A support vector machine (SVM) is a method for teaching a computer to sort things into categories, for example spam versus not-spam. The idea was introduced in its modern form by Corinna Cortes and Vladimir Vapnik in their 1995 paper “Support-Vector Networks.” The paper describes “a new learning machine for two-group classification problems.”
The core intuition is the margin. Imagine plotting your examples as points and drawing a line that separates the two classes. Many lines might separate them, but an SVM looks for the one that leaves the widest gap, the largest margin, between the line and the nearest points on either side. Those nearest points are the “support vectors,” and they alone determine the boundary; the rest of the data could be removed without changing it. A wide margin tends to generalize better to new, unseen examples.
Real data is rarely separable by a straight line. SVMs handle this with the kernel trick: a kernel is a function that, as the paper puts it, lets input vectors be “non-linearly mapped to a very high-dimension feature space” where a straight separating surface can be found. The clever part is that the math never has to compute coordinates in that huge space directly, which keeps the method efficient even when the implied space is enormous.

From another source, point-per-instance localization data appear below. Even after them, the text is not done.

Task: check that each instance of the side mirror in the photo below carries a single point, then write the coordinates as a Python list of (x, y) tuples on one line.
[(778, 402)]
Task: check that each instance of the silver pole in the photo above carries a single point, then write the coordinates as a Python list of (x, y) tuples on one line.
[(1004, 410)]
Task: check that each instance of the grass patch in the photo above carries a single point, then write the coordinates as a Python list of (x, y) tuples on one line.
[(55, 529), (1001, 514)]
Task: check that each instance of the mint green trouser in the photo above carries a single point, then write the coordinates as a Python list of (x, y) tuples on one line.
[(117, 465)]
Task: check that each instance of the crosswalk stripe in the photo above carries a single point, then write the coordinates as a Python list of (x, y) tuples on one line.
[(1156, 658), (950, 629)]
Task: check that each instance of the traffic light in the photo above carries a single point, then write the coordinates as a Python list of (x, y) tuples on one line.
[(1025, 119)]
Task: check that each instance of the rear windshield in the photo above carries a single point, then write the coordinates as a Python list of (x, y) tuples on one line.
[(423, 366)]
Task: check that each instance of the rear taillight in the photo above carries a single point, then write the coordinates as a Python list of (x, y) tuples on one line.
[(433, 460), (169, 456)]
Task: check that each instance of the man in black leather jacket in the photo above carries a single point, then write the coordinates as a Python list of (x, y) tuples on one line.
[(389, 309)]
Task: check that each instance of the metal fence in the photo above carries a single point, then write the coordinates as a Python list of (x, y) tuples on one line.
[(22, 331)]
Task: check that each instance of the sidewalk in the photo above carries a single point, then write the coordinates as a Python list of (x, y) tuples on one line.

The historical role is what makes SVMs worth knowing. With strong theoretical backing from Vapnik’s statistical learning theory and excellent practical results, SVMs and related kernel methods were the dominant, most respected approach to classification from the late 1990s through the 2000s. For roughly fifteen years they outperformed neural networks on many tasks and were widely seen as the more principled choice, which is a large part of why the neural network revival arrived only in the 2010s.